Laroche did not know his lips had moved. He was embarrassed, uncomfortable. It was a terrible thing, his having had to come here to ask the Father's help. It would lower him in the esteem of every living soul on Ile du Vent. He was a houngan. A houngan held the secrets of life and death. To admit that he could not save the life of his own sister's child was to confess that he was out of touch with the loa.
He had thought all this over before coming. For a long time, or what seemed a long time, he had knelt beside the mat on which the child lay moaning. With all the force of his mind he willed the mystères to help him; the effort had caused sweat to stream down his face and drip on his knees. What else could he do, short of holding a service? A service would take too long. The child must have help at once.

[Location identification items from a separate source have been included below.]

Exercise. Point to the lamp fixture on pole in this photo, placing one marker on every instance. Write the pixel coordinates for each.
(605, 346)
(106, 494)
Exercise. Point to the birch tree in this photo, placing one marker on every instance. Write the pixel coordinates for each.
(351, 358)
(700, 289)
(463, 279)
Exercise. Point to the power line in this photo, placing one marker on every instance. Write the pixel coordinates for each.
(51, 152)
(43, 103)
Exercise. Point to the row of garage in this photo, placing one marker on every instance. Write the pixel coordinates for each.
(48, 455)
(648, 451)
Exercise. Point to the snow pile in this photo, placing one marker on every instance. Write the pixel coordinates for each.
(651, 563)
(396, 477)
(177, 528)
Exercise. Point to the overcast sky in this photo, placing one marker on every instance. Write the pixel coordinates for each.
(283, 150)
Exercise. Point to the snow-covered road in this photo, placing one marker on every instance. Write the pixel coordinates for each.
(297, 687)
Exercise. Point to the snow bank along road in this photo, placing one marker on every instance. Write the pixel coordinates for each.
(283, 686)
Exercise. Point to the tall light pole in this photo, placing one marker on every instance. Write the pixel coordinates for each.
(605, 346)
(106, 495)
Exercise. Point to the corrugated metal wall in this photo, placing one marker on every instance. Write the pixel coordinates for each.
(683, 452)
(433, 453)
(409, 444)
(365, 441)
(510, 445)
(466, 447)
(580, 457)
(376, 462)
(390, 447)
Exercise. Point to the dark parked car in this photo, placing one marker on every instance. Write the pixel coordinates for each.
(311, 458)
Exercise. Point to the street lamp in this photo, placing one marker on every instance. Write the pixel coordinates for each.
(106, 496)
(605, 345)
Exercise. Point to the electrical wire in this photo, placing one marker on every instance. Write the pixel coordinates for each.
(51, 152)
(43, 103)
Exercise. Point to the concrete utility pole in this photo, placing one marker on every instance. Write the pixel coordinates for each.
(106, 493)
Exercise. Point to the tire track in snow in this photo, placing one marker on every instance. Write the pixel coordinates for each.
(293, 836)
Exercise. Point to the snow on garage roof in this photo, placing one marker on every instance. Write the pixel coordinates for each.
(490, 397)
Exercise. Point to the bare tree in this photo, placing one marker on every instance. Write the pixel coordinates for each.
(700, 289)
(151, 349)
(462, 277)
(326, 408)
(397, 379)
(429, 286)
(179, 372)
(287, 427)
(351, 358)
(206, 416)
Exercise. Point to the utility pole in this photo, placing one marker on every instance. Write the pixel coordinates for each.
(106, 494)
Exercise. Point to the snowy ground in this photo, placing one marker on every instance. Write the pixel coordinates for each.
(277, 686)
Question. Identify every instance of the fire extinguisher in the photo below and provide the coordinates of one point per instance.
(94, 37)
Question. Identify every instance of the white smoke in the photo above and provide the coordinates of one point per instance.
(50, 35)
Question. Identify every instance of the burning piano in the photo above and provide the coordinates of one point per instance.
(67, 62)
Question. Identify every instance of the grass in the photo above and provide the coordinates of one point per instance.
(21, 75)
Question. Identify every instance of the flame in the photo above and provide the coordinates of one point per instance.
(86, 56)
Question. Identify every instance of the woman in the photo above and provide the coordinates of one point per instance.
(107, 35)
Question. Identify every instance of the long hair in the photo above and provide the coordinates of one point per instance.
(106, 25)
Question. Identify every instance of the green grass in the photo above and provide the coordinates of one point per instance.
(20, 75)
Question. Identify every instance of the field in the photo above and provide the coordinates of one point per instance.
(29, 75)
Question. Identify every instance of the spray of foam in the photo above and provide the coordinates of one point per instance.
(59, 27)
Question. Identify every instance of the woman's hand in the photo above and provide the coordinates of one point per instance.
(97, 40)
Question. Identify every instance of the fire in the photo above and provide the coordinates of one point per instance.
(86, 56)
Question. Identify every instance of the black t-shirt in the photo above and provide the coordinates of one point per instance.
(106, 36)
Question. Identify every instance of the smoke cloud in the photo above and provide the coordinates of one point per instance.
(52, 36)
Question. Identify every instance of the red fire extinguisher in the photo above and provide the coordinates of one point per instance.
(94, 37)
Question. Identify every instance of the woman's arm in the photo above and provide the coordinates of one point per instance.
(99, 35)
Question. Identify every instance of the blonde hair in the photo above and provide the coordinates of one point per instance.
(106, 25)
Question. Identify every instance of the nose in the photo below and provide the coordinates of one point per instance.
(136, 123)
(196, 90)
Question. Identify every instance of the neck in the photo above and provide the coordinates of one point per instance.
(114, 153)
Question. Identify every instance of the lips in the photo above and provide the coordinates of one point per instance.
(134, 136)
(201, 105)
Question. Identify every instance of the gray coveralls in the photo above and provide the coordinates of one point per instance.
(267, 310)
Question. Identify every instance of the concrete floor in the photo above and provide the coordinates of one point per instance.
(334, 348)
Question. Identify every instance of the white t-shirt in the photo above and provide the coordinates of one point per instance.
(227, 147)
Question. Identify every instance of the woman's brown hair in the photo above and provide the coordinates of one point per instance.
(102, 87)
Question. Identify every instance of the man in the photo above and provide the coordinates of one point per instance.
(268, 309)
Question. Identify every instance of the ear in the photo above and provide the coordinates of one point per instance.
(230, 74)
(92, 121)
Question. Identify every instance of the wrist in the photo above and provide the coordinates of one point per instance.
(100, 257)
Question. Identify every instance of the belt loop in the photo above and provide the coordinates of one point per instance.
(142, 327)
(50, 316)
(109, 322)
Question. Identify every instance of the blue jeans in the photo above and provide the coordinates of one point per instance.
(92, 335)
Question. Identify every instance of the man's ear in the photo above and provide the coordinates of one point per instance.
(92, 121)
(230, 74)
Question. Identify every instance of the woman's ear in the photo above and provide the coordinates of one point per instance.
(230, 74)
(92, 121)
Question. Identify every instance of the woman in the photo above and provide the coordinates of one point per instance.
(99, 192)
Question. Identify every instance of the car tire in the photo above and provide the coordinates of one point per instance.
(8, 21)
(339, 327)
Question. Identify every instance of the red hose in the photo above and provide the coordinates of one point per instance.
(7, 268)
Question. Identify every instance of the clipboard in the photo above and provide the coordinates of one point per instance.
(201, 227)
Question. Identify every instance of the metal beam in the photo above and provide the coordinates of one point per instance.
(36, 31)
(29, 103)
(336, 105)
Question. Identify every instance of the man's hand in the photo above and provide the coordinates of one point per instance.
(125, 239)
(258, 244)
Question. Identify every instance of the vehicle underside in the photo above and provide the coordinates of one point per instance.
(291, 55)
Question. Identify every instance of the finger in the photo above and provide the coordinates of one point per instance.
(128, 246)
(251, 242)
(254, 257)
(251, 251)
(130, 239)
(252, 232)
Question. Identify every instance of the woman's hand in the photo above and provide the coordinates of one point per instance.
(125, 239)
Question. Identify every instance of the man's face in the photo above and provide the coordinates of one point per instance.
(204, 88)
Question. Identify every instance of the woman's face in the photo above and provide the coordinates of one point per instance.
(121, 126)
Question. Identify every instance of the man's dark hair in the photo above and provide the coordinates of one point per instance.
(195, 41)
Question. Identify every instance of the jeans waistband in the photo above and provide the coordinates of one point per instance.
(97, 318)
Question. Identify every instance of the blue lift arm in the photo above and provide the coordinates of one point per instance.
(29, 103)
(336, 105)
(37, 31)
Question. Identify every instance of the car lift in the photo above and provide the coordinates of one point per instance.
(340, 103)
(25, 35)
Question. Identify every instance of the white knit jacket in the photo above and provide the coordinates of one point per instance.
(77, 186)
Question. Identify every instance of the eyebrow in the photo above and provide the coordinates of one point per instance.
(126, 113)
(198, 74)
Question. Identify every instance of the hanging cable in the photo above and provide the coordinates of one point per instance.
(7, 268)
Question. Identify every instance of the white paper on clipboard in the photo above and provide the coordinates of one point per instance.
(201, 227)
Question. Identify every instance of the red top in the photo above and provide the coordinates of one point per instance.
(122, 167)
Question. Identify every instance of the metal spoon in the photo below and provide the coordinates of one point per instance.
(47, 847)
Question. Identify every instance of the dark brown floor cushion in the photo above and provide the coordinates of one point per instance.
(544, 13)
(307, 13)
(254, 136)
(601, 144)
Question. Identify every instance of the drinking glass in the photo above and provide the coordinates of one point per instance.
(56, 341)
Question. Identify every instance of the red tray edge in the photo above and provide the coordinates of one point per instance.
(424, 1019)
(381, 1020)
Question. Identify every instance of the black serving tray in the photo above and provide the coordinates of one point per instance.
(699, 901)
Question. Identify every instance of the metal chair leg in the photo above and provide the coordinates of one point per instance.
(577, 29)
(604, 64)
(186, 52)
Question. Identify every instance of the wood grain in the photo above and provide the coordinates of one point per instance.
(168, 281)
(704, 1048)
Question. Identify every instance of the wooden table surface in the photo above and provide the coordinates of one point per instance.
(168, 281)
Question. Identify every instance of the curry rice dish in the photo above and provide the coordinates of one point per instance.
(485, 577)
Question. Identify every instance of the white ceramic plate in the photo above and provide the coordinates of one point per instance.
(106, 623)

He had to say something now; the Father was waiting. He took in a deep breath, hating the man for forcing him to beg. But he did not beg. Not even to save his own life could he have made himself do that. "You are a priest," he said, "and you say you know something of medicine. I ask you nothing. It is a priest's duty to help the sick, is it not?"
Barry Clinton sighed and lowered his gaze in defeat. So endeth the first battle, he thought. He turned to old Mr. Mitchell. "I don't suppose I'll be long. Why don't you go back to your nap? We can talk again when I return."